One of the most challenging aspects of supporting someone through a terminal illness is knowing when to step forward and when to step back. In my work, I've come to understand that this isn't about finding the perfect formula—it's about developing a sensitivity to the rhythms of someone else's experience.
The thousands of conversations I've had in my professional role inform not just my work, but my understanding of what it means to truly be present for someone facing their mortality. What I've discovered is that consistency matters far more than grand gestures, and that learning to read someone's energy level is one of the most valuable skills we can develop.
I know how difficult it can be for us all to acknowledge the reality of terminal illness, but I've also learned that our discomfort with their situation often drives us to show up in ways that serve our anxiety rather than their needs. The key is learning to separate our need to feel helpful from their actual need for space or companionship.

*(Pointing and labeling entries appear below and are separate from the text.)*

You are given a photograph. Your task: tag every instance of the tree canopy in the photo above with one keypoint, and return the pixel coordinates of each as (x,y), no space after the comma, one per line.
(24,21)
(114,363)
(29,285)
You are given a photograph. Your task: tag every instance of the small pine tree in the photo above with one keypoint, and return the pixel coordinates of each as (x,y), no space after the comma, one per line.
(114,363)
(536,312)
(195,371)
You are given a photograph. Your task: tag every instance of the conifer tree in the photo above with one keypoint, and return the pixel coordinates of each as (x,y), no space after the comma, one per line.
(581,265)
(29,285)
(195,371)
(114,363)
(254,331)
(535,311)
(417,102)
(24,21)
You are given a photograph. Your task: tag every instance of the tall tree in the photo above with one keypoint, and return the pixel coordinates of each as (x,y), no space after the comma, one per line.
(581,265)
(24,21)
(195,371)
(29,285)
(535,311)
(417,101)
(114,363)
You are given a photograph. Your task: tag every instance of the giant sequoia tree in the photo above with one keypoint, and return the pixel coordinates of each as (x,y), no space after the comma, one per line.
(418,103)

Pay attention to their responses when you reach out. Are they engaging with your texts or calls? Do they seem energized by your visits, or do they appear drained afterward? I've noticed that people often give subtle signals about what they need—a delayed response to a text might indicate they're having a low-energy day, while an immediate, chatty reply might suggest they're feeling more social.

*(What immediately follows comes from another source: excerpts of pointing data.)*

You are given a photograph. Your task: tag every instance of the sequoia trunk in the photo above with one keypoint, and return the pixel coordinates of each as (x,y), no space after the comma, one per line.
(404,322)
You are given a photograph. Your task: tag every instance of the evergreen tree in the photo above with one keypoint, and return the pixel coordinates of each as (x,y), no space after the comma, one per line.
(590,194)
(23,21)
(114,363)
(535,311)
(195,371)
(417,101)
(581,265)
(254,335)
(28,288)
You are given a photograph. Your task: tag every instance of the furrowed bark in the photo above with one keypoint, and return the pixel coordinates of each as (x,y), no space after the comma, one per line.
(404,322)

The people I interview for the podcast consistently tell me that the most supportive friends are those who check in regularly but briefly. A simple "thinking of you today, no need to respond" text accomplishes several things: it maintains connection, shows consistent care, and explicitly removes any pressure to engage. This approach allows them to reach out when they have the energy while knowing you're consistently available.
I've learned that showing up doesn't always mean being physically present. Sometimes showing up means sending a funny meme without expecting a response. Sometimes it means dropping off soup and leaving immediately. Sometimes it means sitting quietly together for an hour.

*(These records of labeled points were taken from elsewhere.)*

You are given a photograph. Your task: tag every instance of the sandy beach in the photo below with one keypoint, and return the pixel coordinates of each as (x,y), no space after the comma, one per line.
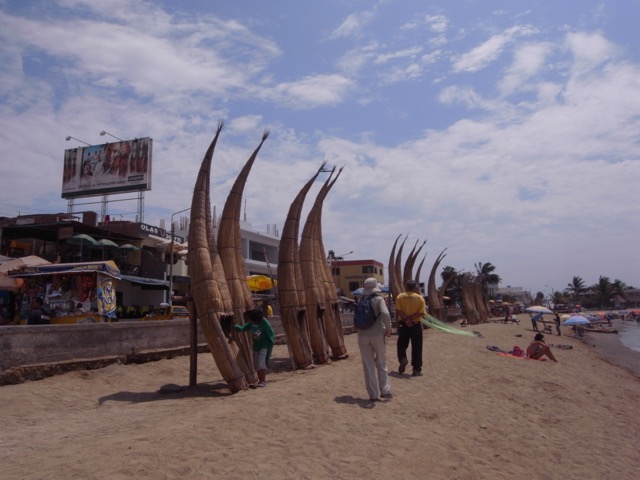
(473,415)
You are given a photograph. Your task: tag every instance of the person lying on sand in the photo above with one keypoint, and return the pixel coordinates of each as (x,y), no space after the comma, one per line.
(537,349)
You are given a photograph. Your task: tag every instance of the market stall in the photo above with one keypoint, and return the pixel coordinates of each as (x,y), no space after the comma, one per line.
(72,292)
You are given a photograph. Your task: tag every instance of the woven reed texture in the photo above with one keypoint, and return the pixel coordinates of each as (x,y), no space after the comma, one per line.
(419,269)
(411,260)
(394,282)
(204,289)
(229,238)
(328,297)
(313,282)
(291,294)
(397,266)
(435,302)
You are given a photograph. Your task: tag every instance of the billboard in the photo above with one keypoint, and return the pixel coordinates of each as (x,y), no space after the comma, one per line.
(108,168)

The rhythm of terminal illness is unpredictable. Someone might have energy for visitors on Tuesday but need complete solitude on Wednesday. This isn't personal rejection—it's the reality of living with a serious illness. The most helpful supporters learn to flow with these changes rather than taking them personally or trying to "fix" the bad days.
I've discovered over the years that understanding, comfort, even joy can come through intentionally facing our finish line together. This means being present for both the difficult moments and the unexpectedly beautiful ones. It means learning to be comfortable with silence when words feel insufficient, and knowing when a lighthearted conversation is exactly what's needed.
One pattern I've noticed is that people often need more space during treatment periods and more connection during recovery phases. But every person is different, and the same person's needs will change throughout their journey. The key is developing the ability to observe without judgment and respond with flexibility.
Consider creating a consistent but low-pressure rhythm of contact. Maybe you send a brief check-in text every few days, or you call at the same time each week with the understanding that they might not answer. This predictability can be comforting because it removes the burden of wondering when the next contact will come while ensuring they know support is available.
Remember that energy is precious for someone dealing with a terminal illness. Every interaction costs them something, even positive ones. This doesn't mean you should avoid contact—it means you should make every interaction count by being fully present and attuned to their needs in that moment.
It’s often helpful to explicitly call out your desire to be present, supportive, and involved and your intention to allow space as needed and the fact that there will be no judgment if and when they don’t want to or simply cannot respond. Setting those kinds of expectations or calling our lack of expectation can let the sick person off the hook and provide comfort and ease in your relationship as a companion.
The art of knowing when to give space versus when to show up ultimately comes down to paying attention with love rather than anxiety. It means setting aside our own emotional needs long enough to really see what's happening for them. Sometimes the most caring thing we can do is disappear for a while. Sometimes it's refusing to disappear at all. Wisdom lies in learning to tell the difference.